■マイナス要因が重なった3ナンバー車の急減速
そしてこのあと、日本車のクルマ造りに変化が生じた。1989年の消費税導入に伴って自動車税制が改定され、3ナンバーサイズの不利も払拭されて、海外仕様と同様の3ナンバー車が国内でも売られるようになったからだ。大きくて見栄えのいい3ナンバー車が増えればユーザーは喜び、海外仕様との共通化も図れて合理的だと判断された。
ところが、このやり方が裏目に出て、3ナンバーサイズのセダンは売れ行きを下げ始める。3ナンバー車が日本の交通環境で使いにくいだけでなく、海外向けの商品を日本に導入したことの違和感が売れ行きを下げた。当時の北米向けに開発された日本車は、国内のユーザーから見ると、外観デザインなどが大味な印象だった。
また1990年代に入ると、「エスティマ」「オデッセイ」「バネットセレナ」「タウン&ライトエースノア」「ステップワゴン」など、空間効率の優れたミニバンが続々と発売されて売れ行きを伸ばした。セダンが日本を離れて海外向けになるいっぽう、これらのミニバンは日本のユーザーに向けて開発され、目新しさも手伝って好調に売れた。
1998年には軽自動車の規格も一新されて、今と同じボディサイズになった。新車販売台数に占める軽自動車の比率は、1990年頃は20%少々だったが、2000年頃には新規格対応で約30%に達した(2019年は37%)。このほか1999年にヴィッツ、2001年にはフィットと魅力的なコンパクトカーも発売され、国内の売れ筋カテゴリーは、実用重視のミニバン/コンパクトカー/軽自動車になった。
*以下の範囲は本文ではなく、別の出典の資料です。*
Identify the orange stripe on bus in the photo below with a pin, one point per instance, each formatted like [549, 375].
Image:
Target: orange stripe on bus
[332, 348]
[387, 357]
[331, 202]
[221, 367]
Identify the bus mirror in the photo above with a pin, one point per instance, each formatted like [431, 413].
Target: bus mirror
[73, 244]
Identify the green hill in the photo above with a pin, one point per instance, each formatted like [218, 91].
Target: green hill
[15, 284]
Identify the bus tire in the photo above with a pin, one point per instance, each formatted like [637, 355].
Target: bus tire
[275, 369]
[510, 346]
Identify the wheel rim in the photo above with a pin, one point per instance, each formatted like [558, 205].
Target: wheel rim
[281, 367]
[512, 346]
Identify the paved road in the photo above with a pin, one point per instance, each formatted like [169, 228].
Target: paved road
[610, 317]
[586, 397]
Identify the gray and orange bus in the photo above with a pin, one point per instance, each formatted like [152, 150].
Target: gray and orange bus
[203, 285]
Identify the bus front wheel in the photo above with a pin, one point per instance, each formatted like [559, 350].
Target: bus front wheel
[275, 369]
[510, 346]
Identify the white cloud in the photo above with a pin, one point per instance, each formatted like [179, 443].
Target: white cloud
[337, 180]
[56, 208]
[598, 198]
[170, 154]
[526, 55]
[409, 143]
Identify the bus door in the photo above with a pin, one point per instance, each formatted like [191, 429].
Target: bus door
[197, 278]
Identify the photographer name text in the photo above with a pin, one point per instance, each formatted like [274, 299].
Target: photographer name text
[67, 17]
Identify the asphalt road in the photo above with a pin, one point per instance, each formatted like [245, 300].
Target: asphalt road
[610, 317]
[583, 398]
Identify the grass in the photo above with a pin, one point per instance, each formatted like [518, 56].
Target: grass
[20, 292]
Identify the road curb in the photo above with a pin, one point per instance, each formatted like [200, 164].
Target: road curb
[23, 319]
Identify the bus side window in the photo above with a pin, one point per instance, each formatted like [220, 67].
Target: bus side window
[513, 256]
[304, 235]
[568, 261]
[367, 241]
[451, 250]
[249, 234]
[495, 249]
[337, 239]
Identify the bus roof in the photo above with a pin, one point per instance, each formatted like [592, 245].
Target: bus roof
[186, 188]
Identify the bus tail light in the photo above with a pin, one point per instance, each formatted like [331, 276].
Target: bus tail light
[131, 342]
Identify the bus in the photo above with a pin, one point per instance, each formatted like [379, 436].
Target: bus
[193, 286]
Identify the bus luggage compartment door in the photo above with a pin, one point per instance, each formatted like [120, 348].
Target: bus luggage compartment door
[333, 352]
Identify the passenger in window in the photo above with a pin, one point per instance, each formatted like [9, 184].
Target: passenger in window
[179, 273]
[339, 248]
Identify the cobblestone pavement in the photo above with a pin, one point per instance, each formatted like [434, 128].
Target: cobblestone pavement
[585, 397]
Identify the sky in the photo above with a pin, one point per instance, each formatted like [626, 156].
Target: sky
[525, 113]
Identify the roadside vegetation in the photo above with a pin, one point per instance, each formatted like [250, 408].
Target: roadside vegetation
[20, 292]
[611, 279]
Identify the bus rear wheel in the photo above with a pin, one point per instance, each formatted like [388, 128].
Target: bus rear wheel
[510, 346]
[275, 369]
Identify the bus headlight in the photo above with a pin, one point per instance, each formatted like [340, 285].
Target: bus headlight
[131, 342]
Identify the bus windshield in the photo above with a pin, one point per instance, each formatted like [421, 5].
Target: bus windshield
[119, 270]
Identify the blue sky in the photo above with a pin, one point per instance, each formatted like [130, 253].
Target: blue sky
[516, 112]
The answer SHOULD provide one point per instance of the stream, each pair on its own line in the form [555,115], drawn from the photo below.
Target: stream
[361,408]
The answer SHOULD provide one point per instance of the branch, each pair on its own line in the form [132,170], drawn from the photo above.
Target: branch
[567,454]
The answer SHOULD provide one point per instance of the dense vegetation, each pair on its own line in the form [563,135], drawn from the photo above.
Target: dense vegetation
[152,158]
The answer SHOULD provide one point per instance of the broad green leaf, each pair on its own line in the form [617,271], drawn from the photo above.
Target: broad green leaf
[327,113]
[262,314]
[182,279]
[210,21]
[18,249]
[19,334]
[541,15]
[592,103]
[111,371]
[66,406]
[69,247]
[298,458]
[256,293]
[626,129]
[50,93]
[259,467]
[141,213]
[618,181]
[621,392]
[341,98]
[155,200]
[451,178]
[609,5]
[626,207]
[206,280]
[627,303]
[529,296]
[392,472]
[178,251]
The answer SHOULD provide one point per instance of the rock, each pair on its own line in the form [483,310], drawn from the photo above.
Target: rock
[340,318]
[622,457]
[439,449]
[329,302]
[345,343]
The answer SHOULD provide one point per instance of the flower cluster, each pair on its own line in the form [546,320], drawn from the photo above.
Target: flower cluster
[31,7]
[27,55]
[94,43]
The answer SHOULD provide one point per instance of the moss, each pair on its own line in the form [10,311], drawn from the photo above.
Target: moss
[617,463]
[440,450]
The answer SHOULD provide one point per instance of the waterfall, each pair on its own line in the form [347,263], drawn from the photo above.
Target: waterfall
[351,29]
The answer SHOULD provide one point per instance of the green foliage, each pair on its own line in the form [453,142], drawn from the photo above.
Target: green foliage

同時に海外の販売比率も高まり、日本メーカーの多くは、ダイハツを除くと世界生産台数の80%以上を海外で売るようになる。日本は20%以下の小さな市場になった。
■日本投入の遅れが悪循環を加速させる
こうなるとホンダの「シビック」「アコード」「CR-V」。日産「スカイライン」、スバル「レガシィ」などは、ますます北米中心の海外指向を強めていく。
アコードセダンは、1993年登場の5代目で3ナンバー車に拡大したら日本での売れ行きが下がり、1997年の6代目で再び5ナンバー車に戻した。しかし、この時点でホンダの売れ筋はオデッセイやステップワゴンに移り、販売の回復は望めず2002年発売の7代目では、海外仕様と共通のボディを使う3ナンバー車に戻った。
そして今では、各メーカーのセダンは、日本国内で売る気を失っている。例えばアコードは2020年2月20日にフルモデルチェンジを行ったが、北米では2017年に新型が発売されていた。日本では2年半も遅れて登場したのだから、もはや新型車とはいえない。
レガシィも2019年7月に新型の生産を北米で開始したが、日本では今でも旧型を売り続けている。
今日のクルマは、フルモデルチェンジを行うと、衝突被害軽減ブレーキの性能やボディの衝突安全性を必ず進化させる。レガシィも、新型では新しいプラットフォームを使う。そうなると、日本におけるフルモデルチェンジが遅れると、その間は海外仕様に比べて危険なクルマを売ることになってしまう。
多少の時間差は仕方ないとしても、アコードの2年半は開きすぎだ。レガシィも北米で新型の生産を開始したあとの2019年9月に、日本仕様は一部改良を実施した。そうなると今後しばらくは現行型を売る。スバルの販売店では「次期型レガシィは、日本では2020年の秋にデビューすると思うが、今のところメーカーから日程は聞いていない」という。つまり新型レガシィの発売も、海外に比べて少なくとも2年間は遅れる。
以上のように、シビック、アコード、CR-V、スカイライン、レガシィなどの売れ行きが低迷する背景には、複数の理由があった。ミニバン/コンパクトカー/軽自動車の好調もあって、新車販売に占めるセダン比率が下がり(今は軽自動車が37%でセダンは9%)、日本のユーザーとは親和性が低い海外向けを国内導入するようになってしまった。発売時期もアコードやレガシィのように海外に比べて遅れる場合があり、国内で発売した時は古くなっている。